CS 484 Introduction to Computational Vision
Required Background
- Numerical computation (AMATH 242/341/CM 271/CS 371 or CS 370)
- Basic programming experience (Matlab or C)
- Probability (STAT230 or 240).
- Computer Science students only
Assessment
Typical course offerings will have four or five assignments (60% of
grade) and a final project (40% of the grade).Each assignment will each contain a written and a programming component. The programming components will be small (eg., completing an existing program), but will require significant exploration of the algorithms presented in lectures. In particular, students will be expected to explore a wide range of input data and paramater settings to determine where algorithms succeed and where they fail.

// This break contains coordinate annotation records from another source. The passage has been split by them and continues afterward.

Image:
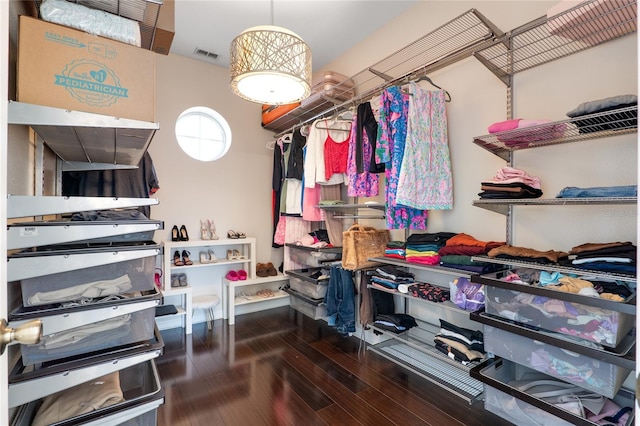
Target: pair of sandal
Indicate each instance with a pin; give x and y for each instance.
(235, 235)
(235, 255)
(208, 257)
(240, 275)
(265, 293)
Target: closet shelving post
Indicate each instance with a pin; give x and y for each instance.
(529, 46)
(451, 42)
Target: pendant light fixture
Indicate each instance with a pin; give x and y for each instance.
(270, 65)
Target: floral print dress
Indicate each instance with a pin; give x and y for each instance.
(425, 180)
(390, 149)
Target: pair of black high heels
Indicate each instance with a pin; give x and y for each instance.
(182, 261)
(179, 234)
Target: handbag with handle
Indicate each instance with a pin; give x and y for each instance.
(359, 243)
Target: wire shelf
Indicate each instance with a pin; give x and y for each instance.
(549, 38)
(451, 42)
(592, 126)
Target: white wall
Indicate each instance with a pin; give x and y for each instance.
(234, 191)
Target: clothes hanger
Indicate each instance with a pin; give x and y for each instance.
(327, 126)
(281, 140)
(428, 80)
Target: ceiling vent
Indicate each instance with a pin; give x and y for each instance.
(205, 53)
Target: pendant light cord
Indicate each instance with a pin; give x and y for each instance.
(271, 12)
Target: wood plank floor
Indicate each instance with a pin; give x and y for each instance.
(278, 367)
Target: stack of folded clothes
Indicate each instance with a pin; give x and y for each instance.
(429, 292)
(395, 323)
(522, 133)
(395, 249)
(459, 343)
(391, 278)
(459, 249)
(510, 182)
(508, 251)
(579, 284)
(612, 121)
(611, 257)
(423, 248)
(467, 295)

The final project will allow the student to explore a topic of their own choosing in detail. The scope is wide, ranging from image processing to artificial intelligence, but students will be required to implement specific algorithm(s) on their own and perform a detailed evaluation of their performance. They will also be required to perform their own research and write a comprehensive report. The students may elect to present their material for partial credit towards the report requirement. Students may choose a project related to their interest (hobby or work term) and/or research area (graduate students). A list of topics and past projects will be provided to students on request. Graduate students will typically do the same assignments but will be expected to produce a project with a substantial research component.
Overall goals
- Learn modern computer vision problems, algorithms, and current
research topics
- Provide mathematical background for courses in image and signal
processing
- Learn general tools/algorithms for signal processing and data analysis
General guidelines
This course will generally have the same core material (see Outline
below) but problems and applications may be specialized to the
instructor or students' interests.Resources
Most classes will be lectures, involving blackboard work for
mathematical derivations, slide presentations to show graphical
concepts, and in-class demonstrations using Matlab. Some time
will be devoted to students presenting their projects at the end of
term.The course may use the following textbooks (in order of importantce, with relevant topics listed in italics):
- E. Trucco and A. Verri. Introductory Techniques for 3D Computer
Vision. Prentice-Hall, 1998. (typical
topics in course)
- D.A. Forsyth and J. Ponce. Computer Vision: A Modern Approach. Prentice-Hall, 2003. (many application areas)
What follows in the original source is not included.